Archive

Quotes

To be sick is to enjoy monarchal prerogatives.

—Charles Lamb, 1833

The only places where American medicine can fully live up to its possibilities are the teaching hospitals.

—Bernard De Voto, 1951

I am dying with the help of too many physicians.

—Alexander the Great, c. 323 BC

There must be quite a few things a hot bath won’t cure, but I don’t know many of them.

—Sylvia Plath, 1963

We have to ask ourselves whether medicine is to remain a humanitarian and respected profession or a new but depersonalized science in the service of prolonging life rather than diminishing human suffering.
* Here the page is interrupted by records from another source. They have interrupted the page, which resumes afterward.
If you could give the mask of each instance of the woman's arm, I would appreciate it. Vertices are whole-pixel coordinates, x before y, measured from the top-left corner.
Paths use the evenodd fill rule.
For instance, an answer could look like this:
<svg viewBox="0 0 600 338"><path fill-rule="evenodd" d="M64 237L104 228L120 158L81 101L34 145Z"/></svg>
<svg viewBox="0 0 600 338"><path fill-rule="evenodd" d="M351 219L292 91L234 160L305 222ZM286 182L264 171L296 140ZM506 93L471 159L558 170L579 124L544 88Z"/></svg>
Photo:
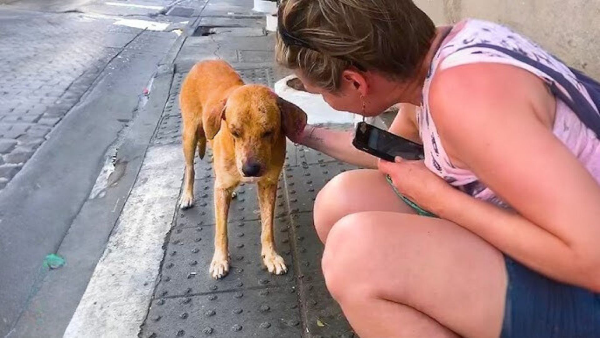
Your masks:
<svg viewBox="0 0 600 338"><path fill-rule="evenodd" d="M308 125L298 143L313 148L343 162L362 167L377 168L377 158L356 149L352 145L354 132L332 131Z"/></svg>
<svg viewBox="0 0 600 338"><path fill-rule="evenodd" d="M545 275L600 291L600 186L544 124L553 115L541 111L541 81L476 64L434 81L431 115L447 152L517 213L449 187L423 206Z"/></svg>
<svg viewBox="0 0 600 338"><path fill-rule="evenodd" d="M416 107L401 104L388 131L411 141L421 143L416 127ZM307 126L298 143L330 156L364 168L376 168L377 158L358 150L352 145L352 131L332 131L315 126Z"/></svg>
—Elisabeth Kübler-Ross, 1969

Let me recommend the best medicine in the world: a long journey, at a mild season, through a pleasant country, in easy stages.

—James Madison, 1794

Health indeed is a precious thing, to recover and preserve which we undergo any misery, drink bitter potions, freely give our goods—restore a man to his health, his purse lies open to thee.

—Robert Burton, 1621

The poets did well to conjoin music and medicine, because the office of medicine is but to tune the curious harp of man’s body.

—Francis Bacon, 1605

The doctor occupies a seat in the front row of the stalls of the human drama, and is constantly watching and even intervening in the tragedies, comedies, and tragicomedies which form the raw material of the literary art.

—W. Russell Brain, 1952

The doctor should be opaque to his patients and, like a mirror, should show them nothing but what is shown to him.

—Sigmund Freud, 1912

The physician should look upon the patient as a besieged city and try to rescue him with every means that art and science place at his command.

—Alexander of Tralles, c. 600

He is the best physician who is the most ingenious inspirer of hope.

—Samuel Taylor Coleridge, 1833

Because the newer methods of treatment are good, it does not follow that the old ones were bad: for if our honorable and worshipful ancestors had not recovered from their ailments, you and I would not be here today.